You mentioned diagnosis. Is there pressure to diagnose people in this field? I know there’s a new diagnosis of prolonged grief disorder in the DSM – how do you feel about that?

We don’t diagnose at Judi’s House. We’re very fortunate in that we’re able to rely on funding from foundations and donors, and so we don’t have that pressure because we’re not getting reimbursed for our services. And at the same time, our board is constantly asking us, “Are you leaving money on the table? Is there a way that we could be bringing in revenue here?” We don’t want to pathologize grief. We do not want to be part of a movement that says, “Okay, well, let’s just give every kid that walks through the door a prolonged grief disorder diagnosis if they can qualify, or an adjustment disorder diagnosis if they can’t, and start billing insurance.” We also believe that there are situations where individuals’ grief reactions have reached a level of severity where having a diagnosis may help them to get the level of care that they need.

Is there anything that I haven’t asked that you would like to add?

Sometimes I feel when I’m talking about our services that the stories of the children don’t get centered, and they are the reason why we’re here – they’re the individuals who teach us every day about why it’s so important to show up for them.

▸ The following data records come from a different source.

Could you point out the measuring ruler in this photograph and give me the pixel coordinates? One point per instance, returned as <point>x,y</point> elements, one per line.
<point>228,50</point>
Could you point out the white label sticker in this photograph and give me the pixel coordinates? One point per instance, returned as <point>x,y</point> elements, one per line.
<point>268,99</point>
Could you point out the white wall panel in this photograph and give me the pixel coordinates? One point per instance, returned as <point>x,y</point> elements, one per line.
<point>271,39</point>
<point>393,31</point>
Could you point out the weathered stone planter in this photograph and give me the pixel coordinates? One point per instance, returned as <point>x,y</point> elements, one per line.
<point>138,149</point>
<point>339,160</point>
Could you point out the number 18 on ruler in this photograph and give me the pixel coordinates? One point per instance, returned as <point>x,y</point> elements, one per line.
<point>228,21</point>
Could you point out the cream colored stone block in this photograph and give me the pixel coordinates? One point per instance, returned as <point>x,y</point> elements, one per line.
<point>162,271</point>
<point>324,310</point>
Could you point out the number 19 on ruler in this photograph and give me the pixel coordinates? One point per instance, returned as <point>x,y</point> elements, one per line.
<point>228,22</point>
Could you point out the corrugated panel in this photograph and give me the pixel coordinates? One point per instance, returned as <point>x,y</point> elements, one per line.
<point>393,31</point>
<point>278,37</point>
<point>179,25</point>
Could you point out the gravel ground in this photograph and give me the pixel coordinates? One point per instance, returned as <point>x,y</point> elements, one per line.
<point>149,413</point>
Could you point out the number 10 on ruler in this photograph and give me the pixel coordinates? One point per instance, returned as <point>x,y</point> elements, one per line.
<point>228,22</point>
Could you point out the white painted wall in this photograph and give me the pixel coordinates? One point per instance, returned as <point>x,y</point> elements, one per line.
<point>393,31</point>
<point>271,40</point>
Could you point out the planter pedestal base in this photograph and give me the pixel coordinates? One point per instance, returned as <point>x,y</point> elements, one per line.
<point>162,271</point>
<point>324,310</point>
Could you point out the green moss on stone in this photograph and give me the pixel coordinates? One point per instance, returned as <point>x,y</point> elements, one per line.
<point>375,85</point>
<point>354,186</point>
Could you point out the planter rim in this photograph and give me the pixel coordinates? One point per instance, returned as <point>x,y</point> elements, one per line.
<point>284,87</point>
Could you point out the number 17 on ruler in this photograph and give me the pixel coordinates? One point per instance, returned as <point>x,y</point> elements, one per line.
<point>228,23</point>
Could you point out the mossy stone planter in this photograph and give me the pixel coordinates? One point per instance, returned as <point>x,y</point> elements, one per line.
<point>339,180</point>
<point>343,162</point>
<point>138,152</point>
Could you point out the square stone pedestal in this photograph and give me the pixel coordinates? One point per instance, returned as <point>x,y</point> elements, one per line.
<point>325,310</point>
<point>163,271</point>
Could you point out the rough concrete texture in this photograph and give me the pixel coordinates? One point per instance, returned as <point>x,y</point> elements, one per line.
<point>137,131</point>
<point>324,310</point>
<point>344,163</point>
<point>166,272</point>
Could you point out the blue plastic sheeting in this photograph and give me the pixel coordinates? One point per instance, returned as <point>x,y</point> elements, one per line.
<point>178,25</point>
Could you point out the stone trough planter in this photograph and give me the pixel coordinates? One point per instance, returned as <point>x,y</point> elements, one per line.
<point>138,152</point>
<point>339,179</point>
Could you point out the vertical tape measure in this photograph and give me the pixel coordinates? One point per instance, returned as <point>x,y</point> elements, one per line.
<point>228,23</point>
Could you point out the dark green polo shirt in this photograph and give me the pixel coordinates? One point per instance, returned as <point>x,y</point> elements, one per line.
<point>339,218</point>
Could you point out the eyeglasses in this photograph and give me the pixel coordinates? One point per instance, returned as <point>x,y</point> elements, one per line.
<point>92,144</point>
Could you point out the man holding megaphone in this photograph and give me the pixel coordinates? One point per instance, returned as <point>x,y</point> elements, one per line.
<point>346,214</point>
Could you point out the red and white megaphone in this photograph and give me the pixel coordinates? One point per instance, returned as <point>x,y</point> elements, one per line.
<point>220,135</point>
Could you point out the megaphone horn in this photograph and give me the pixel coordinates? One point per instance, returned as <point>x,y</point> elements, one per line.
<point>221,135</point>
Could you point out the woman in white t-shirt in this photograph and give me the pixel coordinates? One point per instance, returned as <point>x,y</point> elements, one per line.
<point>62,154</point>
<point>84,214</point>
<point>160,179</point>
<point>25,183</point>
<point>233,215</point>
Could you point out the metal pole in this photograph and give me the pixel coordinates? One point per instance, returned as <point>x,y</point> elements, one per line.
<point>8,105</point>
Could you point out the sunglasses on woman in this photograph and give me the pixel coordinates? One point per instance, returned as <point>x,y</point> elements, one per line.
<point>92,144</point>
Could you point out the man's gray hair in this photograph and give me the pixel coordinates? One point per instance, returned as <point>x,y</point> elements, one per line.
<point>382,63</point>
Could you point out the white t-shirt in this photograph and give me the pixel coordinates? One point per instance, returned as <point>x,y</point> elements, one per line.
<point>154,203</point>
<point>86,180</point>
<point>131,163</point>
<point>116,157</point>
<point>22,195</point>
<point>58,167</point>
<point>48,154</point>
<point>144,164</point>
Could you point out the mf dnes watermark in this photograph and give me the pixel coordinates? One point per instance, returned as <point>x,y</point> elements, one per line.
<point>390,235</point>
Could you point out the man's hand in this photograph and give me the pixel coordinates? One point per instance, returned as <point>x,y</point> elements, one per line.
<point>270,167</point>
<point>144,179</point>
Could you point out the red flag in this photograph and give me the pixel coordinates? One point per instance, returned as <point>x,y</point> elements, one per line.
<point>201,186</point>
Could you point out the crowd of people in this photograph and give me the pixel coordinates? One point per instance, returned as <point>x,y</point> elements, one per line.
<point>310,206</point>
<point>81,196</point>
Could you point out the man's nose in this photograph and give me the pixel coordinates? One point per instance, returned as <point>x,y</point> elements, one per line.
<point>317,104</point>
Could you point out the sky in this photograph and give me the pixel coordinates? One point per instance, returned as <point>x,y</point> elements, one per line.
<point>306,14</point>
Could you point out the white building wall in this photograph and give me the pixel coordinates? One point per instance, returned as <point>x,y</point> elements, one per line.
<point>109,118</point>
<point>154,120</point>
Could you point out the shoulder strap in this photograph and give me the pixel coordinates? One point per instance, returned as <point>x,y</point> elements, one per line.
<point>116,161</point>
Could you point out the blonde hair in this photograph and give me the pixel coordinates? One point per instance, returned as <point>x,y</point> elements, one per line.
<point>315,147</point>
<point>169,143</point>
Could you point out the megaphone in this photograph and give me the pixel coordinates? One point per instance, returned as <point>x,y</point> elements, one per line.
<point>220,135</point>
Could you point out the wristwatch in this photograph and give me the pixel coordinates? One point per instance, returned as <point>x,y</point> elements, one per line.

Are there any stories you want to share?

Oh gosh, I have so many. There’s a young woman who was a teenager when she came to our program. She was a great athlete and an amazing student. But her brother died by suicide, and after his death, none of that had meaning for her anymore. In the process of working with Judi’s House and connecting with a therapist outside, she really started to consider suicide herself, and ended up in a partial day hospitalization program. She came through that with a level of post-traumatic growth to where she is now someone who is a fierce advocate for individuals who are experiencing suicidal thoughts, suicide attempt survivors and suicide prevention in general. To me, her story highlights the importance of allowing people to work through their grief.

Thank you, Micki, for sharing your insights about child and family bereavement.